The Turkish woman poured lukewarm over me without warning and went to work scrubbing. It wasn’t nearly as rough as the brillo-like ajjumma scrub. It wasn’t nearly as thorough or as long either. It was nice, but it felt rushed and made me wonder how many more layers of dead skin she could have peeled off if she had kept going for a little while. I just spent three months in Africa! I kinda expected (and wanted) to be rubbed raw (like I would be if I were in Korea). I was flipped over. Rinsed off. Then it was my turn to disappear under a mountain of soapiness. Ajjummas, take note. Being enveloped in so much soapy goodness will make any bath house better. I was massaged, albeit a bit quickly, and then told to stand.
A new woman to the marble slab looked up at me in wonder. I raised my eyebrow at her with smile, knowing full well I looked like a soap monster. She smiled and then I was whisked into a smaller chamber and sat down next to a fountain of water where my hair was shampooed and then I was rinsed so repetitively I had to time catching and holding my breath before another bucket of water was dumped over me. It was more comical than annoying. Suddenly it was all over and the baths were pointed out to me in another side chamber.

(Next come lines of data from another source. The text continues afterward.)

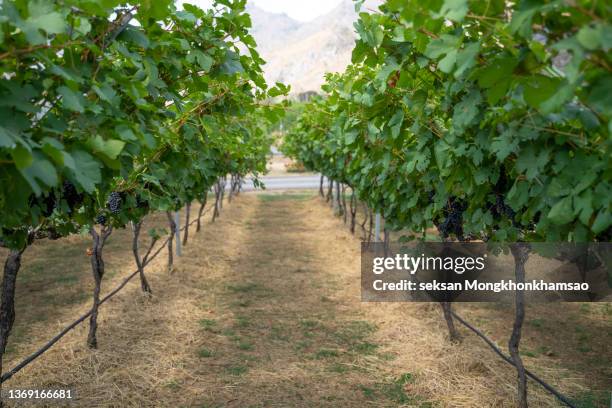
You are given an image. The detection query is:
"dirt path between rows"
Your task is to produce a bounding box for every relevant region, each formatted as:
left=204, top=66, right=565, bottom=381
left=8, top=193, right=608, bottom=407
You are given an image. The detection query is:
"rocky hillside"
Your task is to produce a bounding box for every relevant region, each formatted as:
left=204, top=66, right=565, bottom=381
left=249, top=0, right=380, bottom=95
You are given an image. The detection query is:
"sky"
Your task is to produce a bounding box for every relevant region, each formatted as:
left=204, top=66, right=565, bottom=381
left=178, top=0, right=341, bottom=21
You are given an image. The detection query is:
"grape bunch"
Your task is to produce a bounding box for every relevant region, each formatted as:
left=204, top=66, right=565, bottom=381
left=136, top=194, right=149, bottom=208
left=438, top=198, right=467, bottom=241
left=107, top=191, right=123, bottom=214
left=38, top=191, right=57, bottom=217
left=96, top=214, right=106, bottom=225
left=493, top=194, right=516, bottom=220
left=62, top=180, right=84, bottom=211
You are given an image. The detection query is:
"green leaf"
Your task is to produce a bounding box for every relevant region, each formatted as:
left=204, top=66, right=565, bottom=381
left=438, top=50, right=457, bottom=74
left=523, top=75, right=561, bottom=108
left=453, top=89, right=482, bottom=130
left=440, top=0, right=468, bottom=21
left=591, top=210, right=612, bottom=234
left=22, top=7, right=66, bottom=44
left=221, top=50, right=244, bottom=75
left=57, top=86, right=85, bottom=113
left=20, top=157, right=58, bottom=195
left=576, top=25, right=602, bottom=51
left=455, top=42, right=480, bottom=78
left=87, top=135, right=125, bottom=160
left=547, top=196, right=574, bottom=225
left=389, top=109, right=404, bottom=139
left=0, top=126, right=15, bottom=147
left=478, top=57, right=518, bottom=88
left=424, top=34, right=459, bottom=59
left=11, top=146, right=34, bottom=170
left=70, top=150, right=102, bottom=193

All in all, it was delightful, but it felt rushed. Maybe because it’s on the tourist beat, or maybe it was just a busy day. I wanted to climb back onto the marble to relax for a bit longer, but there wasn’t any room. Instead, I alternated dips in the warm and cool pools until I was pruney. I tried not to think about how much I spent on the experience, concentrating on the fact that it was a learning one and I could be more confident going into smaller hamams on my own in the future without feeling out of place. But I can’t say that I didn’t cringe when I saw the prices at a smaller hamam outside of Istanbul. It was only half the price. At least I know I’ll be able to afford to sneak off to a hamam more than once more before we leave Turkey!